State Street Global Advisors' cash management group in London is looking to invest between €3-5 billion in asset-backed securities over the course of the next year, according to Michael Karpik. He heads a group that manages $75 billion in London and $390 billion globally, including a €7 billion-plus allocation to euro-denominated asset-backed securities. "We're aiming for a €10 billion exposure to ABS by the end of 2005 and need to take into account part of our current portfolio maturing," said Karpik, explaining the plan to increase its structured finance investments. The manager plans to expand the scope of its ABS investments by exploring new opportunities. These include non-conforming U.K. mortgages, residential mortgage-backed deals originated outside the U.K. and The Netherlands, monoline-insured structures and diversified commercial mortgage-backeds.
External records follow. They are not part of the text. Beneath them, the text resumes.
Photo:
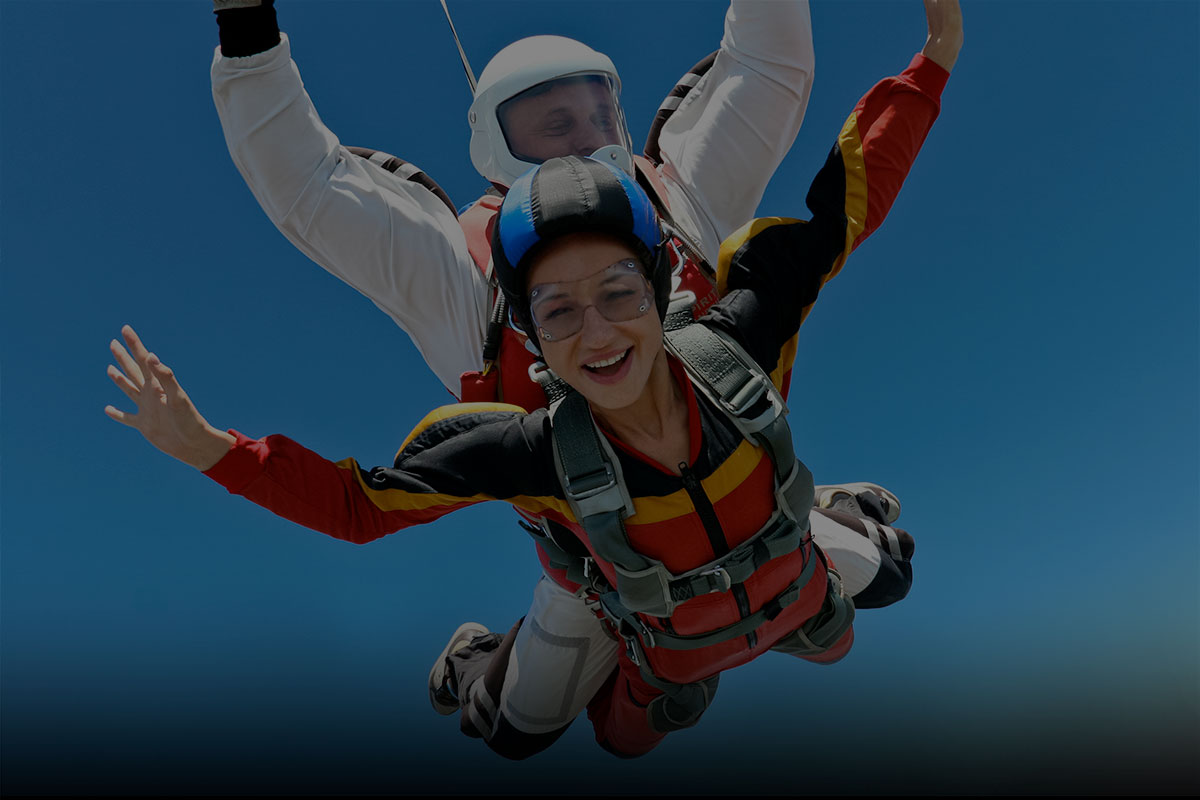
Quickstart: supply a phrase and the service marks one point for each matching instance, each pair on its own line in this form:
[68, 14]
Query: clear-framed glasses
[619, 292]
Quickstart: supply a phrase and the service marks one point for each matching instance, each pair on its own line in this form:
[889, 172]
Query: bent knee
[517, 745]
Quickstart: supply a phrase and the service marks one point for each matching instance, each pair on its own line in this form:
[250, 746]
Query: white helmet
[519, 67]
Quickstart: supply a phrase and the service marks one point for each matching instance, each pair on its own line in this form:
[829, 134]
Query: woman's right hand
[945, 19]
[166, 416]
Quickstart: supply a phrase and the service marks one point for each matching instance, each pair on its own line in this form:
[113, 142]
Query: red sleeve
[889, 126]
[297, 483]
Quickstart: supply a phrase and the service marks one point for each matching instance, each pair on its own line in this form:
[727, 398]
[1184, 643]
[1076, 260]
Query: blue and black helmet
[569, 196]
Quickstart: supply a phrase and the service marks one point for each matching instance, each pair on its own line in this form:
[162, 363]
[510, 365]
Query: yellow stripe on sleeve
[735, 241]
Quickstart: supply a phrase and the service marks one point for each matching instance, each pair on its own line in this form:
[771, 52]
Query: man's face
[570, 116]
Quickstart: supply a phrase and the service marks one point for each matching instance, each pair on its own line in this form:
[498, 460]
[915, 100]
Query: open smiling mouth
[609, 366]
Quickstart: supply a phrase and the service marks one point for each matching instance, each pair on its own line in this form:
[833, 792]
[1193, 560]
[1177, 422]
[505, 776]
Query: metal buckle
[592, 483]
[724, 575]
[745, 396]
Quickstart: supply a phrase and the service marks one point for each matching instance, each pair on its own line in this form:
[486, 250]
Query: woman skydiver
[579, 252]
"We are looking at appropriate structures and collateral to expand our universe of acceptable credits as our fund continues to grow," explained Karpik, adding State Street will continue to focus on high-quality, diversified collateral with sound structures. The cash group recently bought its first non-conforming U.K. mortgage deal and is evaluating a Swedish RMBS deal currently being marketed.

The strategy marks a major shift for State Street's European cash management group, which since 2001 has invested exclusively in consumer receivable assets including credit cards, auto and student loans.
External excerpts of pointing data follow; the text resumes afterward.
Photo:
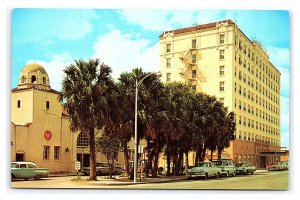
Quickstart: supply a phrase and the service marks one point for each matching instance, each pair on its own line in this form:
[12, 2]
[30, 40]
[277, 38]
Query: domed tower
[34, 75]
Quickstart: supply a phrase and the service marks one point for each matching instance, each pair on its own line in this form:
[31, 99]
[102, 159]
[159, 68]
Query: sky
[125, 39]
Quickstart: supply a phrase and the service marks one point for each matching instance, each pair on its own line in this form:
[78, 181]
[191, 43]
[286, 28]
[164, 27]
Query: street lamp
[137, 84]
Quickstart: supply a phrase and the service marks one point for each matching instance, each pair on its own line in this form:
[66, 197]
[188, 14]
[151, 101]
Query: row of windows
[258, 61]
[259, 87]
[194, 43]
[261, 77]
[47, 105]
[46, 153]
[250, 137]
[258, 99]
[33, 79]
[258, 113]
[258, 126]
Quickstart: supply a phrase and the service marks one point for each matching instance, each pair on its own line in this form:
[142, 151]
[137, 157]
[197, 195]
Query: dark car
[245, 168]
[227, 167]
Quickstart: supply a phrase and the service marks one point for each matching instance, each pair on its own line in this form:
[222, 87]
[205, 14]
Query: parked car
[277, 167]
[245, 168]
[285, 164]
[227, 167]
[27, 170]
[102, 169]
[205, 170]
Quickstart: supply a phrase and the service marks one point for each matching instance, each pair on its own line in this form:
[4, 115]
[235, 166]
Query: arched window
[33, 79]
[83, 140]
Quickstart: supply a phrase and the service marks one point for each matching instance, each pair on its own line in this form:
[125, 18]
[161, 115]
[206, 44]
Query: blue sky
[125, 39]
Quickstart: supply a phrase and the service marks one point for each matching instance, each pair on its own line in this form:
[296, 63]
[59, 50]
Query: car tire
[37, 177]
[206, 176]
[227, 174]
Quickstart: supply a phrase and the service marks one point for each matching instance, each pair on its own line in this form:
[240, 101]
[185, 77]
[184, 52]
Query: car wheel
[206, 175]
[37, 177]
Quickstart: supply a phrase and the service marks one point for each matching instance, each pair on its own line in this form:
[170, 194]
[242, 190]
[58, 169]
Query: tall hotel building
[219, 59]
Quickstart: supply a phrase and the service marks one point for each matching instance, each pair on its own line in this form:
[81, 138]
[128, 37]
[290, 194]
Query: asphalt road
[258, 181]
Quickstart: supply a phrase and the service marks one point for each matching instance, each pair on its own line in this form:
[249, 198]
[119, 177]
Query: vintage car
[245, 168]
[27, 170]
[204, 170]
[227, 167]
[102, 169]
[276, 167]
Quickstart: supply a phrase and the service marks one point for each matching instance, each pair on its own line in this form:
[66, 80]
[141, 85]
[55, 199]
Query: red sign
[47, 135]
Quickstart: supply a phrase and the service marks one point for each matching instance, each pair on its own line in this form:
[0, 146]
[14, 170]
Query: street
[277, 180]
Karpik is also considering allocating a certain percentage to monoline-wrapped deals in a bid to diversify investments and get exposure to new structures. "We would treat the monoline insurer the same way we would treat any issuer, and cap our exposure to each approved monoline at an appropriate level," said Karpik, adding that he would not rely solely on the wrap but would evaluate the collateral carefully. The European cash group has yet to invest in its first monoline deal.

Well-diversified CMBS is another area Karpik is looking at, although European deals are not yet sufficiently diversified for him to take the plunge. "In CMBS, European deals are getting more diversified but are still not on a par with the U.S., where it's possible to get more than 100 separate borrowers," commented Karpik. "Diversification has improved a lot at the loan level, but not yet at the borrower level," he added.

The ABS assets managed by State Street's cash group are generally benchmarked against a calculated interest-rate index such as one-month EurIBOR.